From UPSC perspective, the following things are important :
Prelims level: Not Much
Mains level: Farmers agitation
The Supreme Court has intended to stay the implementation of the controversial agricultural laws while proposing to form an independent committee chaired by a former CJI to resolve the stand-off between the protesting farmers and the Union government.
Q.The judicial systems in India and the UK seem to be converging as well as diverging in recent times. Highlight the key points of convergence and divergence between the two nations in terms of their judicial practices. (150W, CS Mains 2020)
Halting the farm laws
- The Parliament’s power to legislate, drawn from Article 254(1) of the Constitution, can only be restricted if the law violates the Constitution.
- How the Supreme Court operationalizes its suggestion to stay the operation of the three farm laws and open fresh talks via a committee will be evident.

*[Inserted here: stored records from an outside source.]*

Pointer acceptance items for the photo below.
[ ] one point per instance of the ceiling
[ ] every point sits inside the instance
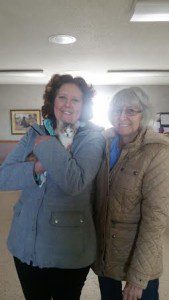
(106, 40)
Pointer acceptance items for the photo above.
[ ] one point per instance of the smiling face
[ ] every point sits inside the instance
(68, 103)
(127, 120)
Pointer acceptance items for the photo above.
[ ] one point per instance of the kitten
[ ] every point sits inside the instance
(66, 135)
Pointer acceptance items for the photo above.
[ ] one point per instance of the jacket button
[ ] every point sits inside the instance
(135, 172)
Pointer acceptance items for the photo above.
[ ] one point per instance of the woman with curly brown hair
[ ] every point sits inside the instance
(53, 226)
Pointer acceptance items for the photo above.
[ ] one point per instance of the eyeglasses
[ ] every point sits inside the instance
(128, 112)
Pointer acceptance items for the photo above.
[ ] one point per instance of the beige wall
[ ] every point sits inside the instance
(30, 97)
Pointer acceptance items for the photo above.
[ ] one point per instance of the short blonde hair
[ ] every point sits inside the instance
(129, 96)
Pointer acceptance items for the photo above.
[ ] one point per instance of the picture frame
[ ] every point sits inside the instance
(21, 119)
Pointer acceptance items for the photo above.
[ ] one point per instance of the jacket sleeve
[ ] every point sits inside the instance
(72, 172)
(154, 215)
(15, 172)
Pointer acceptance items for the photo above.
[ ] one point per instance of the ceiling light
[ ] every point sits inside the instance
(150, 11)
(139, 73)
(62, 39)
(22, 72)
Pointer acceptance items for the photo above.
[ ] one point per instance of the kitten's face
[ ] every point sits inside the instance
(68, 103)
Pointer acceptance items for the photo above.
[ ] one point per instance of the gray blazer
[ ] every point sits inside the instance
(53, 225)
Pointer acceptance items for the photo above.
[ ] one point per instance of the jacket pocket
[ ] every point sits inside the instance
(67, 219)
(68, 232)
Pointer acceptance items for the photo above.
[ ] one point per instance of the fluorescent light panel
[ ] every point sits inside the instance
(139, 73)
(151, 11)
(21, 72)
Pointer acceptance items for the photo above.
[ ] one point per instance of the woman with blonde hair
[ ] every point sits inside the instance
(132, 201)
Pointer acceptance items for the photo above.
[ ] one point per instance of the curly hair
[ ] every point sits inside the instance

- The Supreme Court has previously set up committees, delegating some of its powers to the members to implement or oversee a law or an order of the court.
- A line of precedents shows that courts have been very cautious while passing interim orders to stay laws passed by the Legislature.
Narrow grounds
The implementation of a law can be halted on two narrow grounds:
- The first ground is legislative competence, that is, if the court finds that the Parliament has no power to legislate on a subject matter.

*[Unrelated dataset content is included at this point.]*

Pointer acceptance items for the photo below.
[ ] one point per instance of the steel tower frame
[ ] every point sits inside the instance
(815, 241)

- The other two grounds are if the law violates fundamental rights or any other provisions of the Constitution respectively.
Various precedents
- In matters involving the constitutionality of any legislation, courts should be extremely loath to pass an interim order,” a Supreme Court bench had said in 2013 ruling on the validity of the Cigarettes and Other Tobacco Products Regulation Act, 2003.
- At the time of final adjudication, the court can strike down the statute if found ultra vires of the Constitution.
- Even in 2019, the Supreme Court refused to stay amendments made in 2018 to the SCs and STs Atrocities Prevention Act saying that a law made by Parliament cannot be stayed.
- The court also refused to stay the Citizenship Amendment Act, 2019, which was also challenged after it drew protests across the country.
NJAC and Aadhaar Case
- Even strongly contested legislation such as the National Judicial Appointments Commission (NJAC) and Aadhaar was not stayed by the Supreme Court.
- They were, instead, stalled by the government for the duration of the protracted legal battles in court.
- While the NJAC Act, which contemplated a significant role for the executive in judicial appointments, was struck down as being violative of the basic structure, the SC upheld the Aadhaar Act.
What are the issues with the suspension?
- The court’s action, at first sight, is a violation of separation of powers.
- It also gives the misleading impression that a distributive conflict can be resolved by technical or judicial means.
- It is also not a court’s job to mediate a political dispute.
- Its job is to determine unconstitutionality or illegality.
- Even in suspending laws there needs to be some prima facie case that these lapses might have taken place.
- It has set a new precedent for putting on hold laws passed by Parliament without substantive hearings on the content of the laws.
- Also in appointing the committee, the court has violated the first rule of mediation: The mediators must be acceptable to all parties and appointed in consultation with them.
Conclusion
The Supreme Court order has given the government a setback while not addressing the concerns of the protesting farmers. The court needs to consider these facts and mend its implications.